Data is the fuel of Internet of Things

Mark Re of Seagate looks to the future of data. IoT and other topics will lead to a dramatic increase in the amount of data.

Large Data in Internet of things

By 2025, the amount of data produced worldwide is expected to increase tenfold, analysts from IDC and Seagate believe. (Image: Seagate)

Current technologies are undoubtedly very impressive. Above all because they are becoming more and more adaptable and adaptable. This is particularly evident in the Internet of Things (IoT). An enormous network of interconnected objects that uses real-time data to significantly influence and change our lives.

Example of autonomously driving cars: If a pothole appears on the street or a detour, this is registered by the car’s systems. These not only inform the driver, but also – via the cloud – other road users or self-driving vehicles. This is exactly what happens when machine learning meets the IoT – all underpinned by real-time information.

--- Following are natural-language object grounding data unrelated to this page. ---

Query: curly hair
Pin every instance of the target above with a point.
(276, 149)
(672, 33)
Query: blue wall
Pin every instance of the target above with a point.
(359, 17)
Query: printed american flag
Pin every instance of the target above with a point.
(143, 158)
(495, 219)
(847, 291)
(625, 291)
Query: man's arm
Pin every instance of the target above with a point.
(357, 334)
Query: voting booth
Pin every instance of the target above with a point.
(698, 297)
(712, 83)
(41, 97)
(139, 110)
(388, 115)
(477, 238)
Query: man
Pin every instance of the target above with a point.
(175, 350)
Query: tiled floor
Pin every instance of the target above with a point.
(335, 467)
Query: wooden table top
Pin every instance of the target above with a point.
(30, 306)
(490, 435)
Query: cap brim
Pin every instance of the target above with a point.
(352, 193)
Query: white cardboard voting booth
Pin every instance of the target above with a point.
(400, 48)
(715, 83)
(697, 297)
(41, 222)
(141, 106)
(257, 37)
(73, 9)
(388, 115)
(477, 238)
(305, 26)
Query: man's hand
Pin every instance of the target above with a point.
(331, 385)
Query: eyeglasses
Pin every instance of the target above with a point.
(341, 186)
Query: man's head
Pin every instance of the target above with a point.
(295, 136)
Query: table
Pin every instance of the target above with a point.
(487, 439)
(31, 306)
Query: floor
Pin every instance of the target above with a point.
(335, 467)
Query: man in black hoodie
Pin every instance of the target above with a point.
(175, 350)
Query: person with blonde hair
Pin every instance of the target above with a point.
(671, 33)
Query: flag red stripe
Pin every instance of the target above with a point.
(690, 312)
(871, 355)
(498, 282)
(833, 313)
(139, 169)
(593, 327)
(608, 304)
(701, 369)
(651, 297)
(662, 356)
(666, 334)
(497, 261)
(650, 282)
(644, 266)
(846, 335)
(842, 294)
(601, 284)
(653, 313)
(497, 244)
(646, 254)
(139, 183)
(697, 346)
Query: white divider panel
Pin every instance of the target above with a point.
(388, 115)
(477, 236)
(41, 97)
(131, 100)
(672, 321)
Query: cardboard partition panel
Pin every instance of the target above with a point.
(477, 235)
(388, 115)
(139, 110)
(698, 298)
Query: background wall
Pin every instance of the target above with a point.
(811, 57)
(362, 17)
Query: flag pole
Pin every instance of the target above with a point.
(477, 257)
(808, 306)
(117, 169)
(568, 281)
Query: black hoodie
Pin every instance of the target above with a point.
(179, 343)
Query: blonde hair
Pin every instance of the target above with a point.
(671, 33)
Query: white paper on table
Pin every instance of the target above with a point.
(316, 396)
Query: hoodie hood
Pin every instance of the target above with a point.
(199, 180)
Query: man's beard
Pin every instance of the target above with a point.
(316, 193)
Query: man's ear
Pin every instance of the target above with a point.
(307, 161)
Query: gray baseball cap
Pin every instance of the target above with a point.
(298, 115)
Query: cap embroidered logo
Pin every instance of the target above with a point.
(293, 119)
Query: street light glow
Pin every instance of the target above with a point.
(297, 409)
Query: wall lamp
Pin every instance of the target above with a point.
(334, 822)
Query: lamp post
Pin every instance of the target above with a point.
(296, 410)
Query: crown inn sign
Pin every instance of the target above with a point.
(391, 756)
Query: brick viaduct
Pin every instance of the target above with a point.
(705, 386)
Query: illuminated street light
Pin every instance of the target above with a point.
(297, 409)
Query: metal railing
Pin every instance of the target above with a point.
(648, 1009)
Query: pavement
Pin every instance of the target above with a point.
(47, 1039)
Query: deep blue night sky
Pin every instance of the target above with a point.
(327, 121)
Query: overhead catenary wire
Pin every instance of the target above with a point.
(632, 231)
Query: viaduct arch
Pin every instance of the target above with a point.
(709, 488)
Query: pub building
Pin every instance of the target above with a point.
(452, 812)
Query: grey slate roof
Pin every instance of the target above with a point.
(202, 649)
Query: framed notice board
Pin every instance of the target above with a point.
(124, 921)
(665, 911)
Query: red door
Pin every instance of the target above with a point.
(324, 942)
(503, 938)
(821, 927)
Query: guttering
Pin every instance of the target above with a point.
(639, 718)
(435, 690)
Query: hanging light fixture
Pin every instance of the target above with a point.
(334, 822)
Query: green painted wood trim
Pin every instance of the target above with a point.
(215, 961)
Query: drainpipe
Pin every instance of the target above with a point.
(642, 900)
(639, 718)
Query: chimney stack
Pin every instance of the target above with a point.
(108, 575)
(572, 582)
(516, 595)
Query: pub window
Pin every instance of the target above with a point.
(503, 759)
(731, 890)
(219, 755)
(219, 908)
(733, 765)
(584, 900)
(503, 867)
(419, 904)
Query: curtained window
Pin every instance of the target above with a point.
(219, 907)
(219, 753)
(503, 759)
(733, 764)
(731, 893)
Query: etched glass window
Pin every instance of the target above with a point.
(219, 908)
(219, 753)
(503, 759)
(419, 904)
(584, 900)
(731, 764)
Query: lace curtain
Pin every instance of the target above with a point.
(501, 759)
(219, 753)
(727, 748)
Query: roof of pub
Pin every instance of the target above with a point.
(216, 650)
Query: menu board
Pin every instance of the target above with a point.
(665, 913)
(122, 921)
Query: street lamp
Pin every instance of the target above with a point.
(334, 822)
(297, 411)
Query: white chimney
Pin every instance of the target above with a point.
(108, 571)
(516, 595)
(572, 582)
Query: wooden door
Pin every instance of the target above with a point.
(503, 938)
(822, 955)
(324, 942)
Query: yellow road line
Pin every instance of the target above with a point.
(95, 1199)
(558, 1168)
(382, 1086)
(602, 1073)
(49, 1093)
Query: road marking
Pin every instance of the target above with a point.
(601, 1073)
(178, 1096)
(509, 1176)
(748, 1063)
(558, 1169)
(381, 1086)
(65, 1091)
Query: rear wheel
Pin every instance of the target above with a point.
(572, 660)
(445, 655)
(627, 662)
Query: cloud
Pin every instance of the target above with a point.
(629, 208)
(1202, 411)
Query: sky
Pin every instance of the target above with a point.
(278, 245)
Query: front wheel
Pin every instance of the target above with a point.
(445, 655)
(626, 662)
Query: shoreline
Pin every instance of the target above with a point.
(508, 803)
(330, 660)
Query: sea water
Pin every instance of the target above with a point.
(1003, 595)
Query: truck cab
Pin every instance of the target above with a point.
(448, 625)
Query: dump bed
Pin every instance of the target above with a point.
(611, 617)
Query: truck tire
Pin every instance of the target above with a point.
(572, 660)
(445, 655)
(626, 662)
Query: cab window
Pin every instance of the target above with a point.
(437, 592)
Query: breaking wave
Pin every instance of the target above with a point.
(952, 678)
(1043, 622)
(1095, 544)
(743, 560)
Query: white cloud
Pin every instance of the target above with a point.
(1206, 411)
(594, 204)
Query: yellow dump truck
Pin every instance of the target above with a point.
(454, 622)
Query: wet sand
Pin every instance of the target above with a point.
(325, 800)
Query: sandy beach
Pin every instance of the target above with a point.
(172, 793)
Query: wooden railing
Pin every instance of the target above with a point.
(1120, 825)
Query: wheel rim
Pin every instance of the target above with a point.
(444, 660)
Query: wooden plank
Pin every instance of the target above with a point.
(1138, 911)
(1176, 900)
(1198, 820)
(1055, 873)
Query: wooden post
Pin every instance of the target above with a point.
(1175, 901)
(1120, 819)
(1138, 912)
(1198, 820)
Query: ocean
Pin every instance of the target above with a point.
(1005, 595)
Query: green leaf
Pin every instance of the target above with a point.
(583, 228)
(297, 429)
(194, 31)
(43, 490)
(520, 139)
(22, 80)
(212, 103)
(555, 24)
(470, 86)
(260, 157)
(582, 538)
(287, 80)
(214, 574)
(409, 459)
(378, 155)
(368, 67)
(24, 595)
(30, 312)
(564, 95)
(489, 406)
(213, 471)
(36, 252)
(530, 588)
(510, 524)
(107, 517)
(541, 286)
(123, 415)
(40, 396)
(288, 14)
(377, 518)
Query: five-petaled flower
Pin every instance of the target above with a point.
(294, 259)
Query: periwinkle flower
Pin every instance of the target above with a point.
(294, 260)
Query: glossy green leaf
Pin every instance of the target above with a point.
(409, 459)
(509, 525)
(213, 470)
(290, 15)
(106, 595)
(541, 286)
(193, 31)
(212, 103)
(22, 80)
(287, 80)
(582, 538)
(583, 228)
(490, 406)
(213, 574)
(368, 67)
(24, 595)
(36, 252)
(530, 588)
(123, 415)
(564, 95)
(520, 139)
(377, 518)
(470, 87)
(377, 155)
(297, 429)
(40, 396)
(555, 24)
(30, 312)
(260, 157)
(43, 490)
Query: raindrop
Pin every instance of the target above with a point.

The German vehicle manufacturers and the supplier industry have recognized the signs of the times. For example, Audi (together with Huawei and Vodafone) has developed a system that allows the vehicles to communicate directly with one another.This model significantly increases road safety. For their part, Bosch and Nvidia have created an on-board computer with artificial intelligence that is to form the brain of the autonomous vehicle.

IoT also means big data in a new quality

Data is the fuel of the IoT. They are the basis for a new generation of powerful, networked devices that have a lasting impact on our lives. Autonomous driving is just one aspect among many. The Free and Hanseatic City of Hamburg is a real pioneer of digitization. The street lights become brighter when a cyclist approaches, traffic lights automatically recognize when a bus is approaching and automatically extend the green phase for trucks. The most ambitious Hamburg project, however, is smartPORT – an intelligent infrastructure for Europe’s third largest port. With elements of IoT, big data, the cloud and mobile devices, information is sent in real time to everyone for whom it is relevant. The result is an optimized flow of goods and traffic in the entire port area.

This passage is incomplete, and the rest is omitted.